Series 18 sees Sam Thompson return as he finds out about Jamie and Habbs' relationship. Maeva and James become officially exclusive. It's the last series to feature Eliza.

Buenos Aires sees the gang head to the tropical city to explore more friendships and drama. We see Jamie and Habbs' relationship stumble up and down, as Louise Thompson returns along with Ryan Libbey to help Sam over his girlfriend Zara McDermott.

The 19th season has the ultimate return of Ollie Locke and Binky Felstead. Along with Binky's mum Jane and Ollie's husband Gareth. There is drama between Liv and Melissa after Liv accuses her of trying to mess in other people's relationships. Louise returns for the final time in scenes with her brother Sam Thompson and the return of Tiff Watson. There is some juicy drama between Tiff and Zara throughout her return.

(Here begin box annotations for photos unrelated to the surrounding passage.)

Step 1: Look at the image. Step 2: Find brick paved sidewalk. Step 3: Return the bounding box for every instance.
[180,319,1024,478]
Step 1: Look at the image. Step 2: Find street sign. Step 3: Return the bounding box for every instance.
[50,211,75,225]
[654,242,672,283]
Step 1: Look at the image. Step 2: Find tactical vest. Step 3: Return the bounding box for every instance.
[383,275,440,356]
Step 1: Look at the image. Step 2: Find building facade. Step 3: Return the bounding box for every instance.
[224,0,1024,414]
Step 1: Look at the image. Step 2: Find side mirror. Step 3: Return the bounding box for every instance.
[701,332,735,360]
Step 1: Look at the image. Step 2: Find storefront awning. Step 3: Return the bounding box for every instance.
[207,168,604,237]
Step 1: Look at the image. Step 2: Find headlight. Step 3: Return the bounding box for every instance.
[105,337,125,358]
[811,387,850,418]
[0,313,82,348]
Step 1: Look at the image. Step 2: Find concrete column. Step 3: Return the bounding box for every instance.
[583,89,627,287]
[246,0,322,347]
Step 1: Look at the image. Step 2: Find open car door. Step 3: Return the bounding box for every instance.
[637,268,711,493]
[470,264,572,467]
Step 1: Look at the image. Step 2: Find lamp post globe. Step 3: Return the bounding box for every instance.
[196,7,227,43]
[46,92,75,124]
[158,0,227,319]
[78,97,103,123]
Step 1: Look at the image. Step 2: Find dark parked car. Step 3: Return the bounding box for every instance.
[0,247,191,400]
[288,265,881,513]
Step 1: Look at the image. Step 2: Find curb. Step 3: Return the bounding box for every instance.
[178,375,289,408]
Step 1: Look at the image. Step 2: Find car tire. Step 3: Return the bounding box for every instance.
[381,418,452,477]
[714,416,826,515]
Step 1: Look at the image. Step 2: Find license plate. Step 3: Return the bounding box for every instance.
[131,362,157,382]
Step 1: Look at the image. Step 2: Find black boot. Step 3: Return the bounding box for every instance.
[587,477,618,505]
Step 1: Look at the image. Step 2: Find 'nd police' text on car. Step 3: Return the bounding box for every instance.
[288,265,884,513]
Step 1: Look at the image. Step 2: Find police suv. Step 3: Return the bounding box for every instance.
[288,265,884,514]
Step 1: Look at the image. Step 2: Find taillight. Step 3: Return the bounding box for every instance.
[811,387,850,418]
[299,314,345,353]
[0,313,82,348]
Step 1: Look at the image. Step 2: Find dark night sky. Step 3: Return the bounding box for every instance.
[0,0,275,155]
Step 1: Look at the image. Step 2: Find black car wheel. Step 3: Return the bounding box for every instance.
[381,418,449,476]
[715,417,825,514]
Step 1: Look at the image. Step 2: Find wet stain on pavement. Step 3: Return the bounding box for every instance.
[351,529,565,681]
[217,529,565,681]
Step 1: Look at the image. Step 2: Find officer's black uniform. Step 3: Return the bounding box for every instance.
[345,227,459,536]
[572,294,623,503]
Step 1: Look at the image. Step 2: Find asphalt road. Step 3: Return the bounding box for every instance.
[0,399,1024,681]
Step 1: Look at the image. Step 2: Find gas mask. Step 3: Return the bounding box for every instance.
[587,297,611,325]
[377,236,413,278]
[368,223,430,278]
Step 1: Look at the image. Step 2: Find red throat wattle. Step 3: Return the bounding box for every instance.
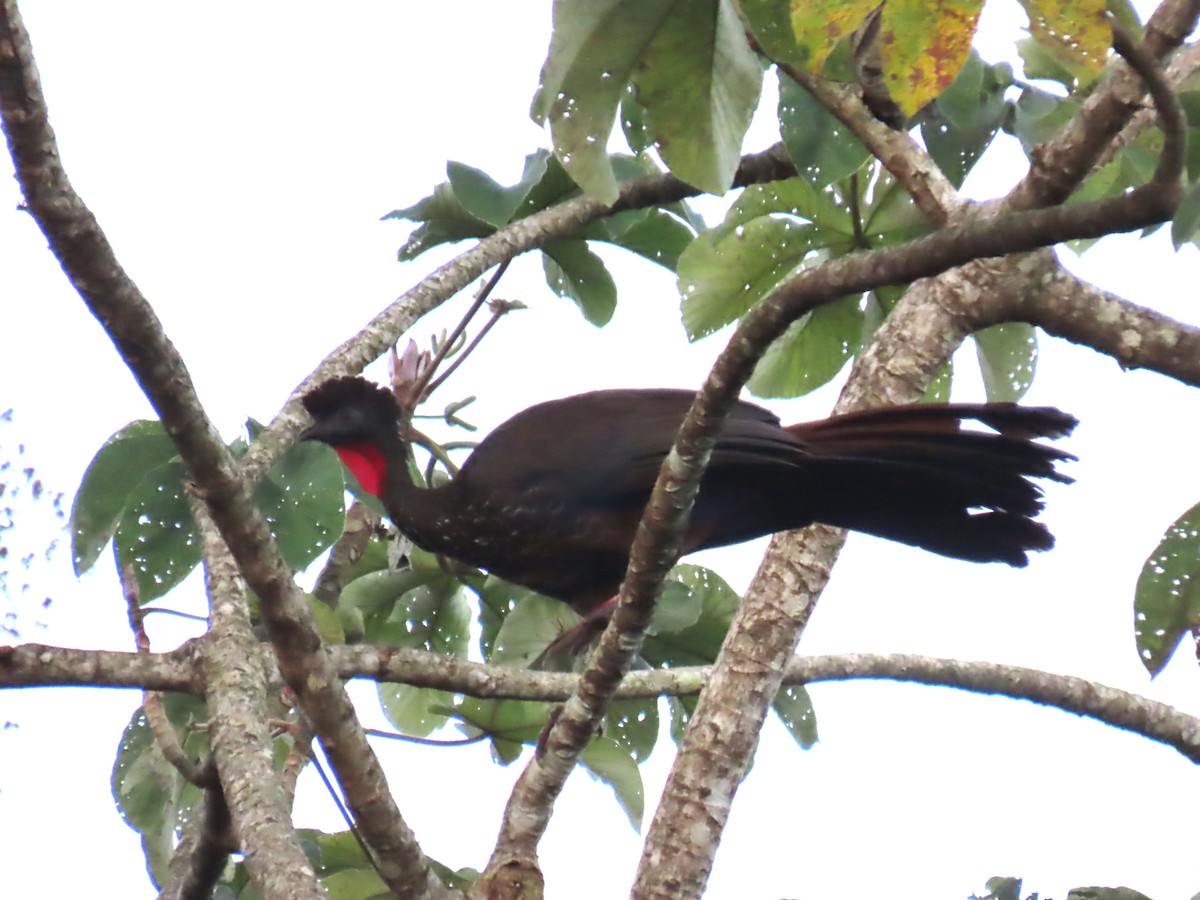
[334,443,388,498]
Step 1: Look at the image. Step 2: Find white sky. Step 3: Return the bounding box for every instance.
[0,0,1200,900]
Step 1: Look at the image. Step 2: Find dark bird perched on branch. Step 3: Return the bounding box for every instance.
[301,378,1076,616]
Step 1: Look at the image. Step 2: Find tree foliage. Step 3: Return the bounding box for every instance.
[0,0,1200,898]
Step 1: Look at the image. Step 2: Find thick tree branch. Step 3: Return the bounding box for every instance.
[628,26,1182,898]
[0,0,451,895]
[1004,0,1200,209]
[0,642,204,694]
[244,144,796,487]
[776,62,968,224]
[490,153,1180,896]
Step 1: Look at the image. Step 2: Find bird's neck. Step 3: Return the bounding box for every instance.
[337,438,458,553]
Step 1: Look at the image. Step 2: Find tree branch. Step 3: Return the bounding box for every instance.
[242,144,796,480]
[1004,0,1200,209]
[0,0,453,895]
[0,641,204,695]
[633,35,1182,898]
[192,513,324,900]
[488,151,1180,896]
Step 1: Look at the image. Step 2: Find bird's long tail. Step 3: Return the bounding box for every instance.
[788,403,1076,566]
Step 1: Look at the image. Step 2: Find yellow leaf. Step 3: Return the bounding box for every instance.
[791,0,880,72]
[880,0,983,115]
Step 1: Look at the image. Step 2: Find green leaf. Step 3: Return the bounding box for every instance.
[580,208,696,271]
[920,53,1012,187]
[541,240,617,326]
[642,563,740,668]
[384,181,496,262]
[920,361,954,403]
[772,684,817,750]
[532,0,762,203]
[307,594,348,644]
[601,697,659,763]
[446,150,552,228]
[973,322,1038,402]
[71,420,176,575]
[746,296,863,397]
[114,460,200,604]
[320,865,391,900]
[530,0,677,203]
[367,576,470,737]
[112,694,208,884]
[254,442,346,569]
[678,216,823,341]
[646,580,703,635]
[620,84,654,154]
[1171,185,1200,250]
[580,736,646,830]
[454,697,554,766]
[634,0,763,194]
[1012,88,1079,156]
[487,588,581,666]
[779,73,871,187]
[878,0,983,116]
[1133,504,1200,676]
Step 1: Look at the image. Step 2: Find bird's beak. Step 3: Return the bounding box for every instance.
[296,422,325,442]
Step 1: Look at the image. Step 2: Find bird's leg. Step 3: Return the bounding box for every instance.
[529,594,620,672]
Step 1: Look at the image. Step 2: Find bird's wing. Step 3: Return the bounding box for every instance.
[458,389,803,503]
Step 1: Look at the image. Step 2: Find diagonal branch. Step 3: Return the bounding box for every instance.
[242,144,796,480]
[192,511,324,900]
[1004,0,1200,209]
[633,30,1182,898]
[488,132,1180,895]
[0,0,451,894]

In the twentieth season, Sam and Zara clash after Zara reveals a secret. They end up getting back together by the end of the series. It is the last season to ever feature Zara McDermott, Harry Barron, Rosi-Mai and Binky Felstead.
Midway through the series, there is tension between Verity and Tristan. Who broke up during the pandemic. They argue about seeing other people as the returns of Maeva D'Ascanio and James Taylor causes a stir as Maeva sticks her nose in other people's business as Verity wines on. In the final episode, it is Ollie Locke and Gareth Locke's wedding, Binky returns for her final ever appearance to be there with her best friend, Ollie. The gang cheers to 2020 with a conclusion.